I read Brian Selznick's WONDERSTRUCK upon hearing that his screen adaptation would be playing the BFI London Film Festival and immediately fell in love with it.  So many of its themes resonated with me - from the fear of having no place to fit in in society; to the love of collecting and old books; to the delight in architecture and models; and most importantly of all, a captivation with the history of cinema itself.  And that's all before one realised that this was going to be a profoundly beautiful treatment of the challenges and triumphs of growing up deaf.  Added to its thematic richness, Selznick's book was truly beautiful, unique and imaginative. He intertwines two stories of two kids from different eras - a girl called Rose living in 1920s New Jersey, and a boy called Ben living in 1970s Minnesota. Rose's story is told in beautiful black and white pencil drawings and depict a world of silent movie stars and the golden age of New York. Meanwhile Ben's story is told in text, but text that is beautifully and deliberately typeset. As the stories later meet and mingle, so to do the formats. The result is a visually stunning book.

Acclaimed auteur Todd Haynes admitted in his introduction to this film that he wasn't the obvious director for such a book at first glance - this is his first film aimed at a younger audience.  But when one considers its fascination with cinema history, who better than a director who has reinterpreted Sirkian melodrama for modern audiences? WONDERSTRUCK demands a director who is comfortable in different eras and styles, and who can harness the powers of pure cinema - visual, sound design, music - to convey emotional journeys and suspense. And this is what we get in this film.  In Rose's story, huge attention has been paid to texture - her hair, the patterns on her clothes, the thick ribbing on her tights, visually echoing the cross-grain drawings in the original book. And there's a delight and wonder at the stunning architecture of New York - we see it afresh in her eyes.  Millicent Simmonds - a talented deaf actress in her screen debut - is captivating in the part.  In Ben's story I feel Haynes really added to Selznick's world, showing a grittiness and griminess to pre-Giuliani New York and using music cues to great effect. In fact, Carter Burwell's score is one of the most impressive thing about this film, and holds the disparate themes together.

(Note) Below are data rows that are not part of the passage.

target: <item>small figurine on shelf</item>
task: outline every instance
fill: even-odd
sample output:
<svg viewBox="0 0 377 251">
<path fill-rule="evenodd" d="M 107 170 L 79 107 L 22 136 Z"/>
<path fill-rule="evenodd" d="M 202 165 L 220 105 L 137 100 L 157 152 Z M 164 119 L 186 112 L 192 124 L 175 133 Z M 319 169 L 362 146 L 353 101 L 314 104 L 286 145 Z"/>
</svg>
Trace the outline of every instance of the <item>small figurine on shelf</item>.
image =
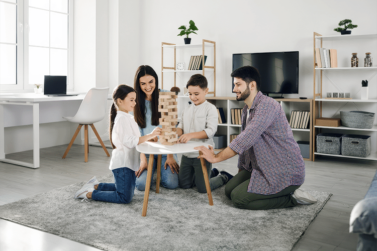
<svg viewBox="0 0 377 251">
<path fill-rule="evenodd" d="M 368 80 L 361 81 L 361 99 L 367 99 L 368 93 Z"/>
<path fill-rule="evenodd" d="M 357 53 L 352 53 L 352 57 L 351 58 L 351 67 L 358 67 L 359 59 L 357 58 Z"/>
<path fill-rule="evenodd" d="M 372 57 L 370 56 L 370 52 L 365 53 L 365 58 L 364 59 L 364 66 L 365 67 L 372 67 Z"/>
</svg>

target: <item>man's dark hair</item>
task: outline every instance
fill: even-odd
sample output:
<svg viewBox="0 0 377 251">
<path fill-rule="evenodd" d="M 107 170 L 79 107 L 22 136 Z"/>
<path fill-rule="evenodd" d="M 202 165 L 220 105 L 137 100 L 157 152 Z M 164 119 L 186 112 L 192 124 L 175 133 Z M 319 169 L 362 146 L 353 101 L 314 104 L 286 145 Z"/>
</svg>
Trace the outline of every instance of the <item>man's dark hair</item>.
<svg viewBox="0 0 377 251">
<path fill-rule="evenodd" d="M 234 70 L 230 76 L 233 78 L 240 78 L 248 85 L 255 81 L 257 90 L 259 91 L 260 90 L 260 74 L 256 68 L 249 66 L 242 66 Z"/>
<path fill-rule="evenodd" d="M 191 76 L 187 82 L 186 88 L 192 85 L 193 86 L 199 86 L 201 89 L 205 90 L 208 86 L 208 82 L 206 77 L 202 74 L 194 74 Z"/>
</svg>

I can see why some people have been less than impressed by WONDERSTRUCK. It is patient and deliberate in how it unravels its story - the plot reveals depend on "big" events happening that may feel too many or too obvious - and its essentially a rather melancholy story about loss.  But I also feel that it's a deeply moving story about finding one's place in the world, triumphing over loneliness, and forging one's own path.  And I must admit that the final half hour had me in tears. Fans of the book will not be disappointed, and I feel that in the technical brilliance of the film, neither will Haynes fans if they open themselves up to the young adult material. After all, aren't so many of his films about misfits struggling to find a place in oppressive bourgeois conventional society?

WONDERSTRUCK has a running time of 117 minutes and is rated PG.  The movie played Cannes, San Sebastian, London and New York 2017. It opens in the USA on Oct 20th, in Hong Kong on Oct 26th, in France on Nov 15th, in the Netherlands on Dec 7th and in Belgium on Dec 20th.